In an action to impress an equitable mortgage upon real prop*670erty owned by the defendant NY Pride Holdings, Inc., and to recover the proceeds of a loan, the defendants First Advance Funding Corp., NY Pride Holdings, Inc., and Esmaeil Hosseinipour appeal, as limited by their brief, from so much of an order of the Supreme Court, Queens County (Satterfield, J.), dated August 21, 2007, as denied their motion to vacate a prior order of the same court dated May 30, 2007 granting the plaintiffs motion for a preliminary injunction upon their default in opposing the motion, to vacate their default in appearing or answering the complaint, and for leave to serve a late answer nunc pro tunc.

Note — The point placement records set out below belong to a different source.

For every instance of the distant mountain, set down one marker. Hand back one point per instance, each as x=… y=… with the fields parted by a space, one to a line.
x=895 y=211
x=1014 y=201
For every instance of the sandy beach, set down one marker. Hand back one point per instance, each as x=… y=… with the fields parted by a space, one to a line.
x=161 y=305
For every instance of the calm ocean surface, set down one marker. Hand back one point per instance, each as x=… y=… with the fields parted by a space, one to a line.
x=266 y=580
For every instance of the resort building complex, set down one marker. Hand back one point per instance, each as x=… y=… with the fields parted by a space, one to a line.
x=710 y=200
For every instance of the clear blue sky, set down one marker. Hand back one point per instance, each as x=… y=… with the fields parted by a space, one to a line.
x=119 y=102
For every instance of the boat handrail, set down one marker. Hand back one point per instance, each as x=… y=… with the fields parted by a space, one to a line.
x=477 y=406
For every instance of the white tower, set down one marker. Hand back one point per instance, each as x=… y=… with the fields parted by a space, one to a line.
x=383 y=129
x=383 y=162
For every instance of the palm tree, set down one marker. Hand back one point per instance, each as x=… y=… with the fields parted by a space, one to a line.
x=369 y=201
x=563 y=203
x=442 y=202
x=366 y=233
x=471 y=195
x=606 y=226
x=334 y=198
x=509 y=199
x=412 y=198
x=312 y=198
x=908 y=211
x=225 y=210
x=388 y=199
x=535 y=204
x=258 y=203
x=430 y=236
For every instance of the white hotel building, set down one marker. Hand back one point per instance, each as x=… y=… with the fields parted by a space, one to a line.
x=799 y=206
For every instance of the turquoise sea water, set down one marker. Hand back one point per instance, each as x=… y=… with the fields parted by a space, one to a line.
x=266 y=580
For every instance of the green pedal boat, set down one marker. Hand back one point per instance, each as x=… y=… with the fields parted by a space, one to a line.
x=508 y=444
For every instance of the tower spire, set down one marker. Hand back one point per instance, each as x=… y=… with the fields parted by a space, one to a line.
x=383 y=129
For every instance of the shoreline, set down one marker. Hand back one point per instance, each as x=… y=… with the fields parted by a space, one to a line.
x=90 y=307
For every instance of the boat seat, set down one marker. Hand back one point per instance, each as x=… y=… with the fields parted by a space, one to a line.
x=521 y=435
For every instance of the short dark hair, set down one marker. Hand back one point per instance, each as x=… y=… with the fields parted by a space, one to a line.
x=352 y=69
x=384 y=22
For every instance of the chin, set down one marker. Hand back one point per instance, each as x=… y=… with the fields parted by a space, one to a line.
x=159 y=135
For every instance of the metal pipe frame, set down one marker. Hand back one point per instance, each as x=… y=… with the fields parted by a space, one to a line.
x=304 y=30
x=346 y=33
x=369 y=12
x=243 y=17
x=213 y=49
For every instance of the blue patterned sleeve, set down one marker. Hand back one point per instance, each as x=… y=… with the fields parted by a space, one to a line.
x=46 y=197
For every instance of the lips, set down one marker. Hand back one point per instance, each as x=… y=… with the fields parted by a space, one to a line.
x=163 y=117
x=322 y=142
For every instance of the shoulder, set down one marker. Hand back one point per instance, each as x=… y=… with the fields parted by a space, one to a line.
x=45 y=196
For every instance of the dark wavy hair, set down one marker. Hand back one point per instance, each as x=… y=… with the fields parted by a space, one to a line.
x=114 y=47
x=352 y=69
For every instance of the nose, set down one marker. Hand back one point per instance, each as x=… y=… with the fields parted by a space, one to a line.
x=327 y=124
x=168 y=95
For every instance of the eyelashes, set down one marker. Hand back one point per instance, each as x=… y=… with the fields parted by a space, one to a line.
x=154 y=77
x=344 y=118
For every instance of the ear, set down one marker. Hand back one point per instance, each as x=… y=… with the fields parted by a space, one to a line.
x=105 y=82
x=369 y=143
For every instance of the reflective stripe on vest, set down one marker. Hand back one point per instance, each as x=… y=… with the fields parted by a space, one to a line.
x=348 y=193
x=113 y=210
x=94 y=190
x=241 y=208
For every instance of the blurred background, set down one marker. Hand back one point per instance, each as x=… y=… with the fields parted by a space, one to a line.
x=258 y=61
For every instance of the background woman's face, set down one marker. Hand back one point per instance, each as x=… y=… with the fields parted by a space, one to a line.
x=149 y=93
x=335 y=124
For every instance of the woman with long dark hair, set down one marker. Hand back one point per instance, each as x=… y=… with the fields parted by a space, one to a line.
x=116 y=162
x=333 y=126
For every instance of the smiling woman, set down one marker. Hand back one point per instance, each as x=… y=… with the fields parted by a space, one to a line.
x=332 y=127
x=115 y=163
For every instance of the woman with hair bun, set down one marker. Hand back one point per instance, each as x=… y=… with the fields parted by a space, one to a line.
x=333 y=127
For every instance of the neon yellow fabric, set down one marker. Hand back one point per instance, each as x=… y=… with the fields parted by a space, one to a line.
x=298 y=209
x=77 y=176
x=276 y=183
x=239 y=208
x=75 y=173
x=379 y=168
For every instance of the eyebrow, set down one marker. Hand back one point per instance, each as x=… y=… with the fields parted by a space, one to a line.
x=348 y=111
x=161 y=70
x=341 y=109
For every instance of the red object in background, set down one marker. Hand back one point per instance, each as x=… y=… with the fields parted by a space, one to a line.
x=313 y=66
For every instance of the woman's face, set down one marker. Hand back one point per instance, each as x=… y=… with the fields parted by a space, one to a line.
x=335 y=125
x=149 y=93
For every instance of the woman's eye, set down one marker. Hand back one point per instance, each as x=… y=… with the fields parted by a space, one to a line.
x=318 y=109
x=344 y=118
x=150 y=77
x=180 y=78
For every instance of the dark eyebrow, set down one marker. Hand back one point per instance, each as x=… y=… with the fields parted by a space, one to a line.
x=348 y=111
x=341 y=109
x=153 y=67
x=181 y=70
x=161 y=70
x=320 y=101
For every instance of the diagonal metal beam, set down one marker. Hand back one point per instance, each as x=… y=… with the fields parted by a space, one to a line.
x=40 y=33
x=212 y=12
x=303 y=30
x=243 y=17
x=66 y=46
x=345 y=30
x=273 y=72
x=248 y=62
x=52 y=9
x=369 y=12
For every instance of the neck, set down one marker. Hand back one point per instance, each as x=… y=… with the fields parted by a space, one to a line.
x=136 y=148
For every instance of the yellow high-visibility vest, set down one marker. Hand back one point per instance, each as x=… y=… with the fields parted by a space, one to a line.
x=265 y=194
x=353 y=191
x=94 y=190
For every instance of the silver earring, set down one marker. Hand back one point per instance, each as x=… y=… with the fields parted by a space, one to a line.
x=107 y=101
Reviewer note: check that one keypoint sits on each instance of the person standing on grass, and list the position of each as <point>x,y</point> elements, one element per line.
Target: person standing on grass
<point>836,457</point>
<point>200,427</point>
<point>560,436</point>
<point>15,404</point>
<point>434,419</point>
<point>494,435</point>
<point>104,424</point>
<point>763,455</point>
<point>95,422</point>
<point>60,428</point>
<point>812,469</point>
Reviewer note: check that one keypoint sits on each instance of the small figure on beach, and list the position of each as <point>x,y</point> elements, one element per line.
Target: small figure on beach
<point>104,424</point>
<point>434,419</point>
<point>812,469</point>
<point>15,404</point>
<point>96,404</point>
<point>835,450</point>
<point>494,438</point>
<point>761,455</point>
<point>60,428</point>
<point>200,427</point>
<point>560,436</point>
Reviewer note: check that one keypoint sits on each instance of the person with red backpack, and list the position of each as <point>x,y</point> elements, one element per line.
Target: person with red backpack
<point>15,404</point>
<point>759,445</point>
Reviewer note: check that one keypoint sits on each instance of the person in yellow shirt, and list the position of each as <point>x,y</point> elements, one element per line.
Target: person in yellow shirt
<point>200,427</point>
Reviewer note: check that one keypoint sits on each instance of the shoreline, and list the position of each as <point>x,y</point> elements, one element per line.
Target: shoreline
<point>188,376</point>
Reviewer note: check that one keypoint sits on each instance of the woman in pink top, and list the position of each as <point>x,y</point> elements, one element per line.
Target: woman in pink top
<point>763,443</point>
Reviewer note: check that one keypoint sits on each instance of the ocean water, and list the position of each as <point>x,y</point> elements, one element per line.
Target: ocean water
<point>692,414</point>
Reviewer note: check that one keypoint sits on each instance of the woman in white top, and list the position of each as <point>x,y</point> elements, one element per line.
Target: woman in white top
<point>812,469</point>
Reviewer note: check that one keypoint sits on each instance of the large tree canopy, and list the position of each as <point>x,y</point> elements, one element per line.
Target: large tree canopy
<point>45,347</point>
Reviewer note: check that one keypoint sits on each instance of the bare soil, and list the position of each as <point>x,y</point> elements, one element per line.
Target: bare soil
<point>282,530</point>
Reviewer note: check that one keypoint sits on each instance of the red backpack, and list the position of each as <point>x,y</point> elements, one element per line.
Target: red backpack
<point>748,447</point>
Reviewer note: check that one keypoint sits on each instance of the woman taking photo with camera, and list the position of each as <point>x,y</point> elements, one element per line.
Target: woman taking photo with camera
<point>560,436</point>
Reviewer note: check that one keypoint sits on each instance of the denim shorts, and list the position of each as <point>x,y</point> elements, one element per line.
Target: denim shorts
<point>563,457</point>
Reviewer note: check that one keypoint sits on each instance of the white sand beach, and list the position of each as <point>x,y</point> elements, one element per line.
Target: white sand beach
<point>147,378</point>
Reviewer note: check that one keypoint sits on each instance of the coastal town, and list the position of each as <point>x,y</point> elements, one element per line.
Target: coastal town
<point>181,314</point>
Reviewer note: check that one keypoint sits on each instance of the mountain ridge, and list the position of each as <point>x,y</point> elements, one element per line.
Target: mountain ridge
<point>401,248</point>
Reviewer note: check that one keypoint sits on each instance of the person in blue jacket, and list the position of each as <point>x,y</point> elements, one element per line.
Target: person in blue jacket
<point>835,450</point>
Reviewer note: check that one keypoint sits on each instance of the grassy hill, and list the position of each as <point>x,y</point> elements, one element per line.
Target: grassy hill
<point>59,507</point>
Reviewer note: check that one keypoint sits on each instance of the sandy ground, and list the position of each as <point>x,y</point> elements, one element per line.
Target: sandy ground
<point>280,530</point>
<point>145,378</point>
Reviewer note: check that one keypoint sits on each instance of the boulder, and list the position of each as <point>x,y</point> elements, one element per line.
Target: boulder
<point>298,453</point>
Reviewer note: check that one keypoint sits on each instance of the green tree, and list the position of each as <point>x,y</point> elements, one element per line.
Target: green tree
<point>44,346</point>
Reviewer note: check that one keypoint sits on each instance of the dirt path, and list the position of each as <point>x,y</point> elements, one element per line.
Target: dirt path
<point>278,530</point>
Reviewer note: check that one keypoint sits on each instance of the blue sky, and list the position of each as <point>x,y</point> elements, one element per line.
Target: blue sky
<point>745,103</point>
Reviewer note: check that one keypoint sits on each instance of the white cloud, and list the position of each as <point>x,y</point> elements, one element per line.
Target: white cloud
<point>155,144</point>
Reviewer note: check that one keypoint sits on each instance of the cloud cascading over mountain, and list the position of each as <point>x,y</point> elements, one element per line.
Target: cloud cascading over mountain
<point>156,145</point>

Ordered that the order dated August 21, 2007 is affirmed insofar as appealed from, with costs.

In seeking to vacate their default in appearing or answering the complaint, the appellants were required to demonstrate a reasonable excuse for their default and a meritorious defense to the action (see CPLR 5015 [a] [1]; Fekete v Camp Skwere, 16 AD3d 544 [2005]; Caputo v Peton, 13 AD3d 474 [2004]; Glibbery v Cosenza & Assoc., 4 AD3d 393 [2004]). The excuse offered by the appellants’ attorney failed to adequately explain the default in serving a timely answer. The alleged error, counsel’s neglect to give the summons and complaint to his assistant to open a file, cannot account for the more than three-month delay in serving an answer when counsel had full knowledge of the action (see Ortega v Bisogno & Meyerson, 38 AD3d 510, 511 [2007]; Incorporated Vil. of Hempstead v Jablonsky, 283 AD2d 553, 553-554 [2001]; De Vito v Marine Midland Bank, 100 AD2d 530, 531 [1984]). Furthermore, the appellants failed to demonstrate a meritorious defense to the action. Accordingly, those branches of the appellants’ motion which were to vacate their default in appearing or answering and for leave to serve a late answer nunc pro tunc were properly denied.

Moreover, the defendants failed to demonstrate that they had a meritorious opposition to the plaintiffs motion for a preliminary injunction (see Aetna Ins. Co. v Capasso, 75 NY2d 860, 862 [1990]; Ocean Club v Incorporated Vil. of Atl. Beach, 6 AD3d 593 [2004]; Price Paper & Twine Co. v Miller, 182 AD2d 748 [1992]). Accordingly, the Supreme Court properly denied that branch of the appellants’ motion which was to vacate the order dated May 30, 2007 granting the plaintiffs motion for a preliminary injunction upon the appellants’ default in opposing the motion (see Joseph v GMAC Leasing Corp., 44 AD3d 905 [2007]; St. Rose v McMorrow, 43 AD3d 1146 [2007]). Spolzino, J.P., Santucci, Miller, Dickerson and Eng, JJ., concur. [See 2007 NY Slip Op 32895(U).]